Brown passed away at the age of 94 this past weekend.

It’s now that his Emmy Award-winning appearance in my series “Monarch’s Madness” comes to mind. The series spotlighted the comeback of a program that faded with the Great Depression only to return as the most successful start-up college program ever after a near 70-year hiatus.

Brown was a crusty combination of grit and humility, who, on the day we talked on the bleachers at Foreman Field,  seemed most happy with a football in hand.  He couldn’t resist demonstrating the classic stiff-arm Heisman Trophy pose, using my head on which to rest his hand, as he, in his words, “danced away” from defenders.

VIDEO: Tom Schaad’s 2009 interview with Johnny “Jackrabbit” Brown

ODU, in the late 1930′s, was actually the Norfolk branch of the College of William & Mary, and Brown wore gold and green as he scampered through those fields before sparse crowds.
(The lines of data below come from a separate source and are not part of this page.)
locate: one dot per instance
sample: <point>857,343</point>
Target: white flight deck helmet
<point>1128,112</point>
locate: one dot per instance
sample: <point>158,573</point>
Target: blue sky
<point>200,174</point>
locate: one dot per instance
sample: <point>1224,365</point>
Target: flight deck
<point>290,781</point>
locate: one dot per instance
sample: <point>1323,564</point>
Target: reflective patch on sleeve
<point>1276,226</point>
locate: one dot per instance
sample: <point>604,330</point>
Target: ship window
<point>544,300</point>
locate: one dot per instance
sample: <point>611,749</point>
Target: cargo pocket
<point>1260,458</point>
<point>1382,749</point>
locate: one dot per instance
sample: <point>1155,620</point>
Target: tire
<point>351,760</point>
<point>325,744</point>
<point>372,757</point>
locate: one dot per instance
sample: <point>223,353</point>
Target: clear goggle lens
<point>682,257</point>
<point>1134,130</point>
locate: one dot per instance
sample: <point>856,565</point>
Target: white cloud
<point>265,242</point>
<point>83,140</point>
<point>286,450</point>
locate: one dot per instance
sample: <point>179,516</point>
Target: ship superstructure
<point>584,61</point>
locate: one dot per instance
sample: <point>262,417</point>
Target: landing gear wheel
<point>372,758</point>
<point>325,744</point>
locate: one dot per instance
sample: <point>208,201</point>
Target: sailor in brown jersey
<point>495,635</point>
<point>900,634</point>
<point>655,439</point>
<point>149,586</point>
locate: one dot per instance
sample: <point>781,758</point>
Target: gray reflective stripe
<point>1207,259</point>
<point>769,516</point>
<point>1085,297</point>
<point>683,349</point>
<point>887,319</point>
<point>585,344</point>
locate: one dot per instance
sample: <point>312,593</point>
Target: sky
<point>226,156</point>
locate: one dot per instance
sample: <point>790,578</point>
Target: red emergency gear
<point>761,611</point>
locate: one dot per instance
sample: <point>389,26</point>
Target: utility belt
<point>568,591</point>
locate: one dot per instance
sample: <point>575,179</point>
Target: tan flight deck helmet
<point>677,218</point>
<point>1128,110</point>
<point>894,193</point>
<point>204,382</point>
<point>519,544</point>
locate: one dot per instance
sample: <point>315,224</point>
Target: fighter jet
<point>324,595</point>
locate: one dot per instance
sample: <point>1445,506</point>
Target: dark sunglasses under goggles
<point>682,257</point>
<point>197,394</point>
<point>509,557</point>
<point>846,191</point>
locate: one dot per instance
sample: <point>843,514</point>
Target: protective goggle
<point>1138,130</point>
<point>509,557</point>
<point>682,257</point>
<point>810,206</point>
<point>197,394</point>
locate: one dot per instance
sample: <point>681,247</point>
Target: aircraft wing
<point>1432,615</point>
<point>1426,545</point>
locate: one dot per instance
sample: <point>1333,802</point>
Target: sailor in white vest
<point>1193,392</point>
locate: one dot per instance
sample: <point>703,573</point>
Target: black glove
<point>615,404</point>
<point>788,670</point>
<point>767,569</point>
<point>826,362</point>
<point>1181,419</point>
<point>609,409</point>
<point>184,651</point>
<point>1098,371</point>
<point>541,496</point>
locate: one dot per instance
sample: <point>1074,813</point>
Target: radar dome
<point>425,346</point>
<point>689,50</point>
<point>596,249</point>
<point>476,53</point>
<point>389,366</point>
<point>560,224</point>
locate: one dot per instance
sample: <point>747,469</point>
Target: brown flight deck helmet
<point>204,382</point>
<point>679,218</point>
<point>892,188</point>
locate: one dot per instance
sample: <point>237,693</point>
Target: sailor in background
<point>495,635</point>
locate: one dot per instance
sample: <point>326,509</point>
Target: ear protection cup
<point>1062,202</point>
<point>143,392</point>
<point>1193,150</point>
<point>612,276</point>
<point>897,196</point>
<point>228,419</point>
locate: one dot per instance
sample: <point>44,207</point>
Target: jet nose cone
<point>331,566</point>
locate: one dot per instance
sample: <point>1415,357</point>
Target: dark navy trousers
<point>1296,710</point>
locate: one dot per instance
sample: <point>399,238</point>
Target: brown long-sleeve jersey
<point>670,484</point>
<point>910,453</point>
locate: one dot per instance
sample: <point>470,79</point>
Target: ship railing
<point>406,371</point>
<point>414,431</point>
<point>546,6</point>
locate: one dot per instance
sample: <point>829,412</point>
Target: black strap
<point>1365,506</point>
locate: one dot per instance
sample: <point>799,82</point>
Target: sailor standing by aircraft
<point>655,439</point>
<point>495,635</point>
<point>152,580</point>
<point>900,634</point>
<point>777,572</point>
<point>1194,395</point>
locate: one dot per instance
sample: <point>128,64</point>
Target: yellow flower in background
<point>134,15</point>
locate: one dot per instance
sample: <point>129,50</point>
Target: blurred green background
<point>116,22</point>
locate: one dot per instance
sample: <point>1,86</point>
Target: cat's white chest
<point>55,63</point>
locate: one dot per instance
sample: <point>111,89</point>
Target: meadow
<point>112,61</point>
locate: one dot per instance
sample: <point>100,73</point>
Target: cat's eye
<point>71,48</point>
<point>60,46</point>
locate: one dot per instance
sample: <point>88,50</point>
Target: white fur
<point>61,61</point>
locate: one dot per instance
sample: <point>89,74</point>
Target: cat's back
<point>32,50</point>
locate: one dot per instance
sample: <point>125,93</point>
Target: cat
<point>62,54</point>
My favorite line he used to describe himself: “tramp athlete.”

“We were walk-ons,” he said. “We didn’t have to pass anything. They had us in here so we would not compete with our fathers for jobs.  It was the Depression”

Brown was even kicked off the team for a time, all because he and a teammate went to some movie called “Gone With the Wind.”

“So we decided to skip practice and see the thing and came back the next day, and we weren’t on the team,” he recalled. That is, until both men ran 100 laps for penance. “Then we were allowed back on,” Brown said.

Brown’s life then went from the worn sandlots  of Virginia to the battlefields of Europe.  He was a tank-commander under General George Patton and later came back to the area to serve as principal of Granby High School, where Brown estimates he touched the lives of more than 100,000 students.

WAVY/Tom Schaad
WAVY/Tom Schaad

But on that day in 2009, Johnny Brown enjoyed sharing a piece of his life — a story that cemented a legend as “Norfolk’s Jim Thorpe” when he played three sports in high school and college.  Our talk earned an Emmy Award as part of the  WAVY-TV series marking the rebirth of college football at ODU. When Brown found out we had won,  I received this voicemail:

“Hey, Tom. This is Johnny. Thanks for telling me about the Emmy award. But could you do me a favor? I need you to write a letter, because my friends don’t believe me. If you could do that and maybe send it to me, that would be great. Thanks Tom, Bye.”

I had lunch with Johnny later that week and gave him the letter I wrote. He held it with such pride, grateful that someone else would take the time to notice the rich experience that he shared with so many. It is for this Johnny Brown will be most remembered, even over those gallops on the gridiron.